Prague* - like the old Vlach recording this has bags of character. 
*Vlach (new)* - whilst not quite in the league of their predecessors I really enjoyed the unfussy way the Vlachs had with this one. The dumka can sometimes come across as a bit glum but that's not the case here. A few tiny intonation issues in the first violin but as a performance I find this one very hard to better.
*Vienna* (Camerata 2004) - chunky cello, old-style Italiano-like elegance, lots of vibrato and a fair bit of clout mark this one out as a particular fave amongst the also-ranks if you like this type of throwback performance. I do.
*Prazak* - just like the Panocha account but with more personality and an impulsive feel that the Panochas don't quite capture.

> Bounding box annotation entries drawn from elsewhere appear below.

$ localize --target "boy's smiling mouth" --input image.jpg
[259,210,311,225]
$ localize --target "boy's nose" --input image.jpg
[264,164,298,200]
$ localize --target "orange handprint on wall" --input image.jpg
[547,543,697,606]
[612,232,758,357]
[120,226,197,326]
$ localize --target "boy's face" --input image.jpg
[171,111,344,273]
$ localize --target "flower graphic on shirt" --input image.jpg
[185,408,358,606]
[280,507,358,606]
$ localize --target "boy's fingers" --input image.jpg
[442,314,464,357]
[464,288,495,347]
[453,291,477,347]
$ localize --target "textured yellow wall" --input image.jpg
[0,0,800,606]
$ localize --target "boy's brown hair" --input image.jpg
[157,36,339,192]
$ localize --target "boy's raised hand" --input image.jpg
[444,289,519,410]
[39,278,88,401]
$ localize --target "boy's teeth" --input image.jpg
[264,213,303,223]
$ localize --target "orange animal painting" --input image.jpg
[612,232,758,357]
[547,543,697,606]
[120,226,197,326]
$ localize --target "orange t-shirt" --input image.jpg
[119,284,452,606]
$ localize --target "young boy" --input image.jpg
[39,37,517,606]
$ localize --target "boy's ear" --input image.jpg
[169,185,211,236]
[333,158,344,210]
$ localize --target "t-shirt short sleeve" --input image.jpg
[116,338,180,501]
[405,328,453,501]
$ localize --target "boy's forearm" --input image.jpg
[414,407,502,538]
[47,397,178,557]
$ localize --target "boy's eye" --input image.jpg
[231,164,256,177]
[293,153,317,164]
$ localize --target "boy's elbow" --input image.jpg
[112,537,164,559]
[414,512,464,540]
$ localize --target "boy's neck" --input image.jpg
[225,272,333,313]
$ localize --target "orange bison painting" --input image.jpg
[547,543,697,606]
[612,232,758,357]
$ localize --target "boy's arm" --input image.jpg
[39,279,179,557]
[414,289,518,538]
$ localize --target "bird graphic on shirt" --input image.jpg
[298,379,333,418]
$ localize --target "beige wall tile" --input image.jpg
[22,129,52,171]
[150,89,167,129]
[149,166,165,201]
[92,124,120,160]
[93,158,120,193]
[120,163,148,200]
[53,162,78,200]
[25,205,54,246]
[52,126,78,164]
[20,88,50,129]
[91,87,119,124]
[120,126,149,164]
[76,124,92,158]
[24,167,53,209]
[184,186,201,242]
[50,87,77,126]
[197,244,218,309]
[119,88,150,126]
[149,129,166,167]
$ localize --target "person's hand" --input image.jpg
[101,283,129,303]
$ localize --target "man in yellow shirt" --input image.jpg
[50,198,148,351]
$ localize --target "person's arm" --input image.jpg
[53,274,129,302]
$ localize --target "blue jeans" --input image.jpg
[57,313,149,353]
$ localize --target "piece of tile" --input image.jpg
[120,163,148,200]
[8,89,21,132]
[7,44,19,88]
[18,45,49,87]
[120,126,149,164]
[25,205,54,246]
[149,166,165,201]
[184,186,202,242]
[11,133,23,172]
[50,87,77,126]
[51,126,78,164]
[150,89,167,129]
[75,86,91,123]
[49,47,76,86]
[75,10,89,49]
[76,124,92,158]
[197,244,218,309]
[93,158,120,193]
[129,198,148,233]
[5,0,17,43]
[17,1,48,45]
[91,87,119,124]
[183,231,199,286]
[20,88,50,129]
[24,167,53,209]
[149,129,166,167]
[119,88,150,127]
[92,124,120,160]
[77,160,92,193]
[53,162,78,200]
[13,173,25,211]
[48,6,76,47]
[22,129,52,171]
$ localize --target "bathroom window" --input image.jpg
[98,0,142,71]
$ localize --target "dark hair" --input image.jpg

Suffice to say the Prazaks + Dvorak = Quality.
*Talich* (2015) - you can rely on the Talichs, old or new, for one thing and that's just beautiful tone. Cohesively this makes a lot of sense and a bit more bottom end in the recording would have propelled it to the top. Highly lyrical.
*Takacs* - rich and darker (especially in the dumka) but impeccable tone. The Takacs' use of dynamics is legendary and rarely bettered.

*Top pick

Vlach (1963)* - just listen to the peppiness and verve of this recording and you'll hopefully come to the same conclusion as me that this is THE account of the Slavonic. Not too languid or morpish in the dumka and the finale absolutely rattles along with character abundant. A clear first choice for me this time regardless of the age of this recording (the remastered version sounds much better, btw) but it's still quite hissy. If you find the mono sound a little too basic then just try any of the list above for alternatives but you should really hear this out.


----------